Genome Size: 1,726,173 base pairs

Total Genes: 1,810 genes

Coding Genes: 1,696 genes

Coding Sequences: 1,758 sequences

Protein Coding Sequences: 1,696 sequences

RNA Genes: 52 RNA genes

rRNAs: 1 5s rRNA, 1 16s rRNA, 1 23S rRNA

5s rRNA: This rRNA is important for ribosomal structure stabilization during protein synthesis, which actually enhances protein synthesis.

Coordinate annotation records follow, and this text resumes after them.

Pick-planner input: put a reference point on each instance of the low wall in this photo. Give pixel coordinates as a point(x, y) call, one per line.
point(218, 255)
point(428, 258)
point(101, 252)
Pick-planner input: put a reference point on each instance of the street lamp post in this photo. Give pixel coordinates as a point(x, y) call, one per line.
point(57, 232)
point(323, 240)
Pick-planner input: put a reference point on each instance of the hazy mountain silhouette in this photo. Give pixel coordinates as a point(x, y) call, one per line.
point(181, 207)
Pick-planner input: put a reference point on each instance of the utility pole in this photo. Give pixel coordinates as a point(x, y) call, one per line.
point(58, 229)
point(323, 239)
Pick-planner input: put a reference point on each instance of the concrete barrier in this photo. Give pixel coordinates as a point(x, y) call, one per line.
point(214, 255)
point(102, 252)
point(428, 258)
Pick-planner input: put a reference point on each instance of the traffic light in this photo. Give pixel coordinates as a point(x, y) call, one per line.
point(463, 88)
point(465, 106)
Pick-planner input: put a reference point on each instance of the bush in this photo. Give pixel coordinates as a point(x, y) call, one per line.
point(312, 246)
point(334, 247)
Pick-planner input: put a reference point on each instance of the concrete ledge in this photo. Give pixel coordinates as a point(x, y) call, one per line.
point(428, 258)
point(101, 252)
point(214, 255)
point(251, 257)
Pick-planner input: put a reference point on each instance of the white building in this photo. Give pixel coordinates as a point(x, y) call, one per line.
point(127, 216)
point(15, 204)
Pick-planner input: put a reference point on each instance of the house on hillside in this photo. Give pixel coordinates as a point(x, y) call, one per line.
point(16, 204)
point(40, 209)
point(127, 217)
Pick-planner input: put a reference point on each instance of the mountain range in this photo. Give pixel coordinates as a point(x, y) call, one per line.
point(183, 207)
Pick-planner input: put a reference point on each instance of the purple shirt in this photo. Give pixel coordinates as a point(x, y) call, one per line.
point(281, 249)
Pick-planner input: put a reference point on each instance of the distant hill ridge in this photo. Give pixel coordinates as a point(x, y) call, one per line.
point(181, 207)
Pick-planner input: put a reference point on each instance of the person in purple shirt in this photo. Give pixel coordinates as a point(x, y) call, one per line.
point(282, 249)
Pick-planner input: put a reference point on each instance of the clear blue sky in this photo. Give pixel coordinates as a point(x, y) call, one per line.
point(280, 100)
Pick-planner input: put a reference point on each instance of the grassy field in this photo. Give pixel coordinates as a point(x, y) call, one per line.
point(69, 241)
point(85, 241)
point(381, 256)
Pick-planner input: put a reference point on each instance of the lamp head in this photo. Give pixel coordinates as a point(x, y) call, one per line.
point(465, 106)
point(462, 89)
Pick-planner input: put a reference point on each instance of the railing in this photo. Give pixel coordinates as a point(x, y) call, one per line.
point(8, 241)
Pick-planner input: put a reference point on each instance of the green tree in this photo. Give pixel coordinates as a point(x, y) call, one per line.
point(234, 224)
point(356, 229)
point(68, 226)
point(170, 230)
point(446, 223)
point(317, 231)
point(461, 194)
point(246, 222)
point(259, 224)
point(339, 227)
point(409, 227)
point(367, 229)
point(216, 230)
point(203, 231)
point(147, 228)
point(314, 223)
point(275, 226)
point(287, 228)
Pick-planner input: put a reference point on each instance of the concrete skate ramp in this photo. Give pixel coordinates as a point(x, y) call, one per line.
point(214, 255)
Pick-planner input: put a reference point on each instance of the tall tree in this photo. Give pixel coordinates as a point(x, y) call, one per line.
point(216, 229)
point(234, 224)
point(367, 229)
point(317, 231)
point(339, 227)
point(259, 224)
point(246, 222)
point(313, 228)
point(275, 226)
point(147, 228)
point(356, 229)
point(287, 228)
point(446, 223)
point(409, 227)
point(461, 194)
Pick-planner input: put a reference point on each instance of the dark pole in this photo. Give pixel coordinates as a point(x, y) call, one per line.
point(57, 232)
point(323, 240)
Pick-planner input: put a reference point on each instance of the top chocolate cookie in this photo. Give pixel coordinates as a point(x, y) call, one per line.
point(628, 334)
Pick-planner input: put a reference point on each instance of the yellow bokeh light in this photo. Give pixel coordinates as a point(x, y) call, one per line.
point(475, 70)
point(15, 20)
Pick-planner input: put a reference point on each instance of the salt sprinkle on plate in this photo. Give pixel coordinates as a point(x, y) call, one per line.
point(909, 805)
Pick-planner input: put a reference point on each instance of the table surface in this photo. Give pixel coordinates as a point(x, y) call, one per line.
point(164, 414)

This also helps determine the phylogenetic trees of many organisms
16s rRNA: This rRNA is used for phylogenetic purposes, because the function of this gene has not changed over time, it is present in most bacteria, and the sequence is large enough to informatic purposes as well.
23s rRNA: This rRNA is very important in the process of binding tRNA to ribosomal functional sites.